Memutuskan tes yang memadai atas saldo bukan hal yang mudah. Auditors biasanya menggunakan kertas kerja perencanaan bukti.

Tujuan audit atas saldo accounts receivable.

• Detail tie-in : accounts receivable dibuat aging sesuai dengan master file.
• Existence
• Completeness
• Accuracy
• Classification
• Cutoff
• Realizable value
• Rights
• Presentation and disclosure.

Dalam menyusun kertas kerja perencanaan bukti, auditor biasanya menempuh langkah-langkah berikut ini :

• Menentukan materialitas dan menetapkan risiko audit beserta inherent risk atas accounts receivable.
• Menetapkan control risk atas siklus sales and collection.
• Merancang dan melaksanakan tes atas kontrol dan substantif tes atas transaksi dalam siklus sales and collection.
• Merencanakan dan melaksanakan prosedur analitis atas saldo accounts receivables.
• Merencanakan tes mendetail atas saldo accounts receivable untuk memenuhi tujuan audit atas accounts receivable.
Auditor merancang prosedur audit, besar sampel, item yang akan diambil, dan waktu pengujian.

Tes detail atas saldo.

Tes detail yang terpenting yang dilakukan dalam pengujian accounts receivable adalah konfirmasi.
• Accounts receivable ditambahkan dengan benar dan sesuai dengan master file dan buku besar. Aging atas saldo menjadi penting karena allowance dan biaya atas uncollectible accounts receivable berdasarkan pada estimasi dari hasil aging.
• Accounts receivable yang tercatat benar-benar ada. Dari konfirmasi dapat diyakini keberadaan accounts receivable. Untuk accounts receivable yang tidak dikonfirmasi dapat ditelusuri dari dokumen penjualan dan penerimaan kas sebagai prosedur alternatif.
• Accounts receivable seluruhnya tercatat. Tes yang dilakukan biasanya dengan membandingkan antara saldo dengan control account. Cara lain adalah dengan melakukan tes silang dari hasil tes atas transaksi penjualan.
• Accounts receivable dicatat dengan akurat. Akurasi yang tidak dikonfirmasi, dapat dilakukan dengan menguji dokumen penjualan dan penerimaan kas.
• Accounts receivable diklasifikasikan dengan layak. Klasifikasi di sini dimaksudkan pemisahan yang tegas di antara berbagai jenis receivable, misalnya notes dan accounts receivable.
• Pisah batas telah tepat.
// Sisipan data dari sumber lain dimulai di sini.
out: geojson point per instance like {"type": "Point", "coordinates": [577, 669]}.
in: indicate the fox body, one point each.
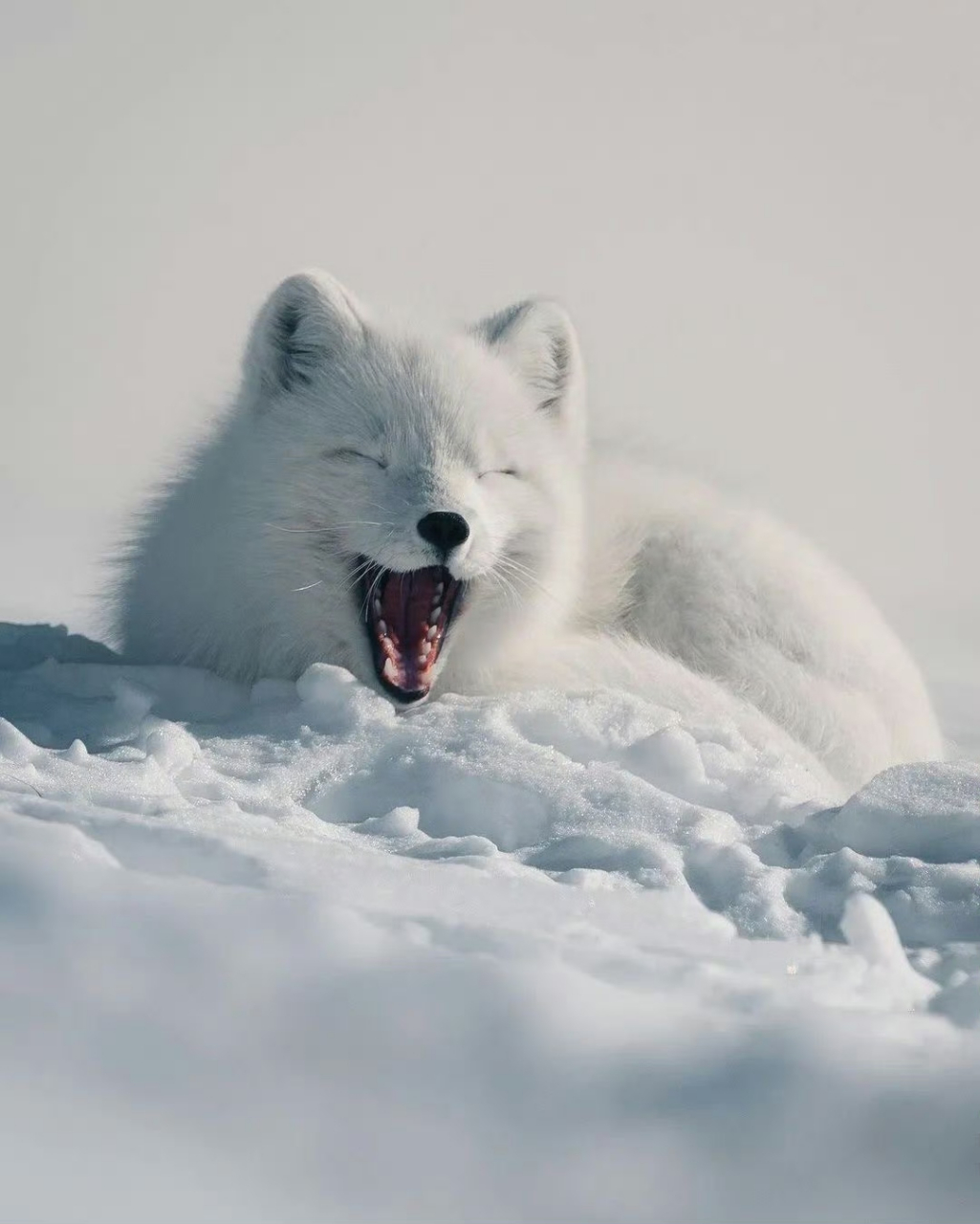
{"type": "Point", "coordinates": [425, 511]}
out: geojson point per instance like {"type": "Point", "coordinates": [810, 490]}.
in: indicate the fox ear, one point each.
{"type": "Point", "coordinates": [309, 319]}
{"type": "Point", "coordinates": [537, 339]}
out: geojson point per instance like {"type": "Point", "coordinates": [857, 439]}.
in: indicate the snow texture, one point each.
{"type": "Point", "coordinates": [287, 953]}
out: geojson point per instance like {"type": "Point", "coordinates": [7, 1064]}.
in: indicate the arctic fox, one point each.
{"type": "Point", "coordinates": [425, 511]}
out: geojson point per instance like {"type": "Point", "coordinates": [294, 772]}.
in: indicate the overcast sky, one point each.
{"type": "Point", "coordinates": [762, 215]}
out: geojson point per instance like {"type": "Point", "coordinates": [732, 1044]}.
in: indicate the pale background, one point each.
{"type": "Point", "coordinates": [764, 217]}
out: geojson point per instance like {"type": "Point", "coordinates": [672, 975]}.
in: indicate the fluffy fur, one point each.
{"type": "Point", "coordinates": [580, 569]}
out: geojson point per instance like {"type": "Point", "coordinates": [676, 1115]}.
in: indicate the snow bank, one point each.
{"type": "Point", "coordinates": [287, 953]}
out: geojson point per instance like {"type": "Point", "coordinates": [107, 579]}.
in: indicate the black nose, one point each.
{"type": "Point", "coordinates": [443, 529]}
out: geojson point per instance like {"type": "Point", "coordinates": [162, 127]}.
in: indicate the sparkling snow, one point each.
{"type": "Point", "coordinates": [287, 953]}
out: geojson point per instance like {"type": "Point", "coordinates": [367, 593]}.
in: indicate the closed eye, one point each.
{"type": "Point", "coordinates": [346, 453]}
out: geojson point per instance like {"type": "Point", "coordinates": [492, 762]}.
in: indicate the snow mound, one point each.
{"type": "Point", "coordinates": [285, 952]}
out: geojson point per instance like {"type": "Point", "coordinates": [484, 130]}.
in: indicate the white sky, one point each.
{"type": "Point", "coordinates": [764, 218]}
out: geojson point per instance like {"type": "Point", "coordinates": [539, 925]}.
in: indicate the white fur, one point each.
{"type": "Point", "coordinates": [582, 569]}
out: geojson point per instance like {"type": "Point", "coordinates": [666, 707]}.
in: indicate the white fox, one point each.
{"type": "Point", "coordinates": [425, 511]}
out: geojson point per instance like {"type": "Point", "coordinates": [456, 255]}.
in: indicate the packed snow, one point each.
{"type": "Point", "coordinates": [287, 952]}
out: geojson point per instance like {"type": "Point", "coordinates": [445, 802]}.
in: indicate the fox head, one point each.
{"type": "Point", "coordinates": [427, 486]}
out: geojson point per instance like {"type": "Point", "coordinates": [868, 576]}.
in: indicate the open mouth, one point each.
{"type": "Point", "coordinates": [407, 617]}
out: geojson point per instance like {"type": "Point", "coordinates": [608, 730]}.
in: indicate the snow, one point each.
{"type": "Point", "coordinates": [288, 953]}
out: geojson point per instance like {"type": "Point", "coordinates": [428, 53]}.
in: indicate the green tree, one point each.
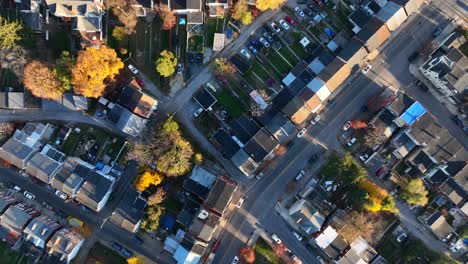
{"type": "Point", "coordinates": [166, 63]}
{"type": "Point", "coordinates": [415, 192]}
{"type": "Point", "coordinates": [119, 33]}
{"type": "Point", "coordinates": [9, 33]}
{"type": "Point", "coordinates": [63, 70]}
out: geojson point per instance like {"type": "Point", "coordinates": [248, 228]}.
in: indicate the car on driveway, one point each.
{"type": "Point", "coordinates": [265, 42]}
{"type": "Point", "coordinates": [133, 69]}
{"type": "Point", "coordinates": [246, 54]}
{"type": "Point", "coordinates": [301, 133]}
{"type": "Point", "coordinates": [275, 27]}
{"type": "Point", "coordinates": [299, 11]}
{"type": "Point", "coordinates": [29, 195]}
{"type": "Point", "coordinates": [290, 20]}
{"type": "Point", "coordinates": [276, 239]}
{"type": "Point", "coordinates": [284, 24]}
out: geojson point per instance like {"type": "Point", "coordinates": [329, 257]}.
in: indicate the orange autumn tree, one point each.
{"type": "Point", "coordinates": [147, 178]}
{"type": "Point", "coordinates": [93, 69]}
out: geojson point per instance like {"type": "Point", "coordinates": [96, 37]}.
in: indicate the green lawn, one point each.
{"type": "Point", "coordinates": [105, 255]}
{"type": "Point", "coordinates": [264, 253]}
{"type": "Point", "coordinates": [7, 255]}
{"type": "Point", "coordinates": [230, 102]}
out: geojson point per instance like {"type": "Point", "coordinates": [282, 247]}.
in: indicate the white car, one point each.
{"type": "Point", "coordinates": [133, 69]}
{"type": "Point", "coordinates": [240, 202]}
{"type": "Point", "coordinates": [299, 11]}
{"type": "Point", "coordinates": [275, 27]}
{"type": "Point", "coordinates": [284, 24]}
{"type": "Point", "coordinates": [29, 195]}
{"type": "Point", "coordinates": [276, 239]}
{"type": "Point", "coordinates": [301, 133]}
{"type": "Point", "coordinates": [347, 126]}
{"type": "Point", "coordinates": [366, 69]}
{"type": "Point", "coordinates": [351, 142]}
{"type": "Point", "coordinates": [198, 112]}
{"type": "Point", "coordinates": [299, 237]}
{"type": "Point", "coordinates": [61, 195]}
{"type": "Point", "coordinates": [246, 54]}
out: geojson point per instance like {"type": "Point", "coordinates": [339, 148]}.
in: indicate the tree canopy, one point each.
{"type": "Point", "coordinates": [93, 68]}
{"type": "Point", "coordinates": [9, 33]}
{"type": "Point", "coordinates": [415, 192]}
{"type": "Point", "coordinates": [263, 5]}
{"type": "Point", "coordinates": [166, 63]}
{"type": "Point", "coordinates": [41, 81]}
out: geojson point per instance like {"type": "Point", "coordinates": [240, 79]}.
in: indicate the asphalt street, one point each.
{"type": "Point", "coordinates": [390, 69]}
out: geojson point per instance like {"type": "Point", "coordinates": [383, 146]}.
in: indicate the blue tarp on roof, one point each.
{"type": "Point", "coordinates": [415, 111]}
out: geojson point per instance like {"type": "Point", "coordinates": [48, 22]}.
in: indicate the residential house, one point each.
{"type": "Point", "coordinates": [85, 15]}
{"type": "Point", "coordinates": [261, 146]}
{"type": "Point", "coordinates": [447, 68]}
{"type": "Point", "coordinates": [96, 189]}
{"type": "Point", "coordinates": [335, 74]}
{"type": "Point", "coordinates": [220, 195]}
{"type": "Point", "coordinates": [205, 99]}
{"type": "Point", "coordinates": [137, 102]}
{"type": "Point", "coordinates": [331, 243]}
{"type": "Point", "coordinates": [224, 143]}
{"type": "Point", "coordinates": [373, 35]}
{"type": "Point", "coordinates": [129, 211]}
{"type": "Point", "coordinates": [15, 219]}
{"type": "Point", "coordinates": [30, 12]}
{"type": "Point", "coordinates": [45, 165]}
{"type": "Point", "coordinates": [354, 54]}
{"type": "Point", "coordinates": [200, 182]}
{"type": "Point", "coordinates": [204, 225]}
{"type": "Point", "coordinates": [5, 201]}
{"type": "Point", "coordinates": [307, 218]}
{"type": "Point", "coordinates": [39, 230]}
{"type": "Point", "coordinates": [21, 147]}
{"type": "Point", "coordinates": [439, 225]}
{"type": "Point", "coordinates": [64, 245]}
{"type": "Point", "coordinates": [393, 15]}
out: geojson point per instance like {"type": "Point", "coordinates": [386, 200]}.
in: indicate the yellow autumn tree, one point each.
{"type": "Point", "coordinates": [268, 4]}
{"type": "Point", "coordinates": [147, 178]}
{"type": "Point", "coordinates": [166, 63]}
{"type": "Point", "coordinates": [93, 69]}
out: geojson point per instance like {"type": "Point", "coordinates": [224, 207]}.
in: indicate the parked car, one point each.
{"type": "Point", "coordinates": [267, 36]}
{"type": "Point", "coordinates": [290, 20]}
{"type": "Point", "coordinates": [61, 195]}
{"type": "Point", "coordinates": [301, 133]}
{"type": "Point", "coordinates": [284, 24]}
{"type": "Point", "coordinates": [137, 239]}
{"type": "Point", "coordinates": [133, 69]}
{"type": "Point", "coordinates": [116, 246]}
{"type": "Point", "coordinates": [347, 126]}
{"type": "Point", "coordinates": [276, 239]}
{"type": "Point", "coordinates": [253, 49]}
{"type": "Point", "coordinates": [300, 175]}
{"type": "Point", "coordinates": [299, 11]}
{"type": "Point", "coordinates": [240, 202]}
{"type": "Point", "coordinates": [180, 68]}
{"type": "Point", "coordinates": [245, 53]}
{"type": "Point", "coordinates": [29, 195]}
{"type": "Point", "coordinates": [265, 43]}
{"type": "Point", "coordinates": [298, 237]}
{"type": "Point", "coordinates": [366, 69]}
{"type": "Point", "coordinates": [275, 27]}
{"type": "Point", "coordinates": [351, 142]}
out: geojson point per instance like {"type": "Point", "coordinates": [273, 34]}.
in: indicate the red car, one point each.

Pisah batas di sini meliputi pisah batas penjualan, sales return and allowance, dan penerimaan kas.
• Accounts receivable dicatat pada realizable value. Hal ini berhubungan erat dengan pengujian atas allowance for uncollectible account.
• Klien berhak atas accounts receivable. Perlu ditelusuri apakah accounts receivable tersebut telah dijaminkan, difaktorkan, atau dijual.
• Accounts receivable telah disajikan dan diungkapkan dengan layak. Segala hal yang berhubungan dengan accounts receivable telah diungkapkan dengan memadai, dan saldo dlam receivable benar-benar memenuhi kriteria receivable.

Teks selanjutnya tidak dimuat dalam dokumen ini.